Revision as of 15:55, 2 August 2021

Full Title

This is a review of the CARIN Alliance - App Registration Implementation Guide dated 2021-06-01

Context

  • The CARIN Alliance is a consortium of health information exchange organizations operated by Leavitt Partners.
  • The published the draft App Registration Implementation Guide on 2021-06-01'
  • The primary scope of the Guide concerns the app registration and patient authorization experiences.
  • The guide is focused on the adpotion of best practices and not on compliance.
  • The guide only accresses health data provided to the patient in FHIR format from an Electronic Health Record (EHR) from a HIPAA covered entity.
  • Under the final rule for the 21st Century Cures act, payers can only deny access to an application or developer to open APIs, including the patient acmes APIs, if these connections pose an unreasonable security risk to protected health information in their own systems.
    • It is unclear why the word "payer" appears in the above sentence as it should apply to all EHRs.
    • So while this particular implementation guide may be targeted to payers, this review addresses the broader problem of all EHR.
    • The operating assumption is that HIPAA protected health information also in present in payer information.
  • Educational materials are required for patients.
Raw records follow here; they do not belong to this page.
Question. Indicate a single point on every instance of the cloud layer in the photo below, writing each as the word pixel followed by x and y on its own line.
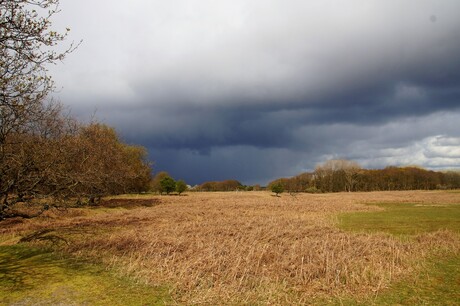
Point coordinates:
pixel 255 90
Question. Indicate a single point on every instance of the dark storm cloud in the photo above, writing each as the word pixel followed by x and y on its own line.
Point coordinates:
pixel 260 89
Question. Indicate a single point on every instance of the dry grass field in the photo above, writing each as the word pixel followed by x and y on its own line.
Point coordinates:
pixel 247 247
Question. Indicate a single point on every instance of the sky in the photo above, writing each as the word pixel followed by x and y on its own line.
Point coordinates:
pixel 256 90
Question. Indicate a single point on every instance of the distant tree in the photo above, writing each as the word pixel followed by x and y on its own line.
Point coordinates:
pixel 181 186
pixel 277 188
pixel 168 184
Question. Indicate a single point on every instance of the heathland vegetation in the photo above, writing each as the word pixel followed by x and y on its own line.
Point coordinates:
pixel 249 248
pixel 87 244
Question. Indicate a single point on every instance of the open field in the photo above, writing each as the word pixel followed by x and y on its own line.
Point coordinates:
pixel 254 248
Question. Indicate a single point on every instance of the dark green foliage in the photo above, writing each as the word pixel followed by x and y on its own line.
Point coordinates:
pixel 168 185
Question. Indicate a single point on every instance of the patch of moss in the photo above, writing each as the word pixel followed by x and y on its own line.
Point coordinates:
pixel 32 276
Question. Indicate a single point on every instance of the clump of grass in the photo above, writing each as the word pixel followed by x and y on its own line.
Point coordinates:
pixel 35 276
pixel 404 218
pixel 250 248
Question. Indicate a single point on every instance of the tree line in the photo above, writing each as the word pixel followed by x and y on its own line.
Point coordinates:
pixel 45 154
pixel 344 175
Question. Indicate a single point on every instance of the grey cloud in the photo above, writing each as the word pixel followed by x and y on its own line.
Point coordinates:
pixel 232 86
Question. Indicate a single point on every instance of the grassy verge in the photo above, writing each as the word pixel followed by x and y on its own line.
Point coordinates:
pixel 439 281
pixel 404 219
pixel 32 276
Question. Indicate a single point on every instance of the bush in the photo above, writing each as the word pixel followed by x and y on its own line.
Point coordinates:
pixel 277 188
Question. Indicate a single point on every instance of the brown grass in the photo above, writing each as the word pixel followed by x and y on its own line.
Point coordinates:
pixel 248 247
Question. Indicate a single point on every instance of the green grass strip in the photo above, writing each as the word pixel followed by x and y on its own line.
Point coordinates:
pixel 31 276
pixel 404 219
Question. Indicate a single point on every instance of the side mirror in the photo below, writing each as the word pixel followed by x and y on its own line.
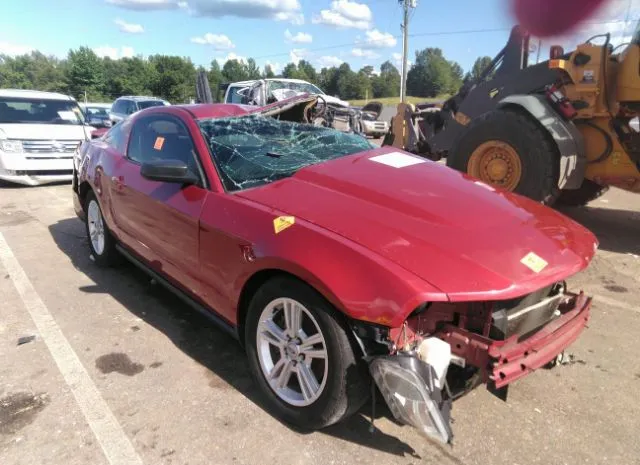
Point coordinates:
pixel 174 171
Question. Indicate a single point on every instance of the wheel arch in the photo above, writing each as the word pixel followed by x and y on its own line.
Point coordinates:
pixel 564 134
pixel 83 190
pixel 260 277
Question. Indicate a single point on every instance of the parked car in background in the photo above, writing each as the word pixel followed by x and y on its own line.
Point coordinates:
pixel 127 105
pixel 370 120
pixel 97 114
pixel 264 91
pixel 39 132
pixel 333 261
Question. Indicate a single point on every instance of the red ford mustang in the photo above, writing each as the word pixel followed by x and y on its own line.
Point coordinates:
pixel 335 262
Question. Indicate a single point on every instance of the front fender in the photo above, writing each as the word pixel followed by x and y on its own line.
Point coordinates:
pixel 358 282
pixel 568 139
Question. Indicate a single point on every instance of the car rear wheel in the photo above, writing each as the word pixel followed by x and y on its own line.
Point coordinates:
pixel 302 357
pixel 101 243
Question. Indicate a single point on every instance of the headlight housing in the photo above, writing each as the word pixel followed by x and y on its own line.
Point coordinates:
pixel 11 146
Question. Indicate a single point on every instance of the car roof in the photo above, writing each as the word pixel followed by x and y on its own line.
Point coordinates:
pixel 22 93
pixel 247 83
pixel 99 105
pixel 214 110
pixel 138 97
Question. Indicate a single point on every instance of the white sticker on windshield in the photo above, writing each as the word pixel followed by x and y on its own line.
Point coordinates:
pixel 397 159
pixel 68 115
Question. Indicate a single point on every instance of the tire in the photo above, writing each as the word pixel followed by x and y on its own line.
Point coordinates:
pixel 104 252
pixel 342 377
pixel 538 160
pixel 587 192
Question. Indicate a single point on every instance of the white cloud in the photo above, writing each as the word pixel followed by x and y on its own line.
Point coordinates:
pixel 10 49
pixel 376 39
pixel 364 53
pixel 113 52
pixel 616 17
pixel 345 14
pixel 299 38
pixel 218 41
pixel 280 10
pixel 146 5
pixel 329 61
pixel 231 56
pixel 298 54
pixel 275 67
pixel 129 28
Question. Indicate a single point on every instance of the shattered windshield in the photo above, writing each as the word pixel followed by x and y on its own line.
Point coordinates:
pixel 250 151
pixel 304 87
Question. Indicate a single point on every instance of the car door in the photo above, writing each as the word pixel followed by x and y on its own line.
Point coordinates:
pixel 160 218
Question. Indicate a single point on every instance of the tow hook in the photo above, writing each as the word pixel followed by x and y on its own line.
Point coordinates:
pixel 558 360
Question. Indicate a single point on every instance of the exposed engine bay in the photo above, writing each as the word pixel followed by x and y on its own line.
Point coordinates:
pixel 445 350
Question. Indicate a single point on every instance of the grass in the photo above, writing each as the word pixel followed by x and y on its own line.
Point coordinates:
pixel 395 100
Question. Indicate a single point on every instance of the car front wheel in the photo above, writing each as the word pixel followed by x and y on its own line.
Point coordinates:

This review considers that targeted material needs to be present at the pont where the patient makes a choice.

Registration

  • The guides is for a "voluntary attestation framework that is aligned to the CARIN Code of Conduct."
  • The guide focuses on registration for Developers and their Applications.
  • CARIN makes the assumption that most applicants will be approved.
  • As is make clear in the Patient Choice wiki, most health apps today do not protect the data in the patients domain.
  • From that we can conclude that the CARIN guide is directed towards the profitability of the various organizations involved and not on patient empowerment.
  • An API sandbox is recommenced for payers.
  • An Attestation Framework is not required by rule, but strongly recommended.
  • Application profiles are recommended - this is a very positive approach that needs to be deployed across all of healthcare.
  • Any decision about allow an app access to PHI must be made within 5 business days, which implies that some sort of pre-registration is needed.
  • An API to the registration service is described, but it appears to only apply to registration and not to verification.

Summary

  • The guide was written as though the NCCOE (NIST SP 1800 series) publications or the zero trust criteria of the EO on Cybersecurity were never published..
  • The guide gives a strict reading of the rule for the benefit of the payers with only every limited concern for the patient.
  • The rest of the document is designed as a check list for security concerns.
  • Threats are only addressed in terms of intelligence reports with no indication that a threat analysis of the deployment is desirable.
  • The goal for mitigation risk is targeted to the creation of a binding contract with the patient.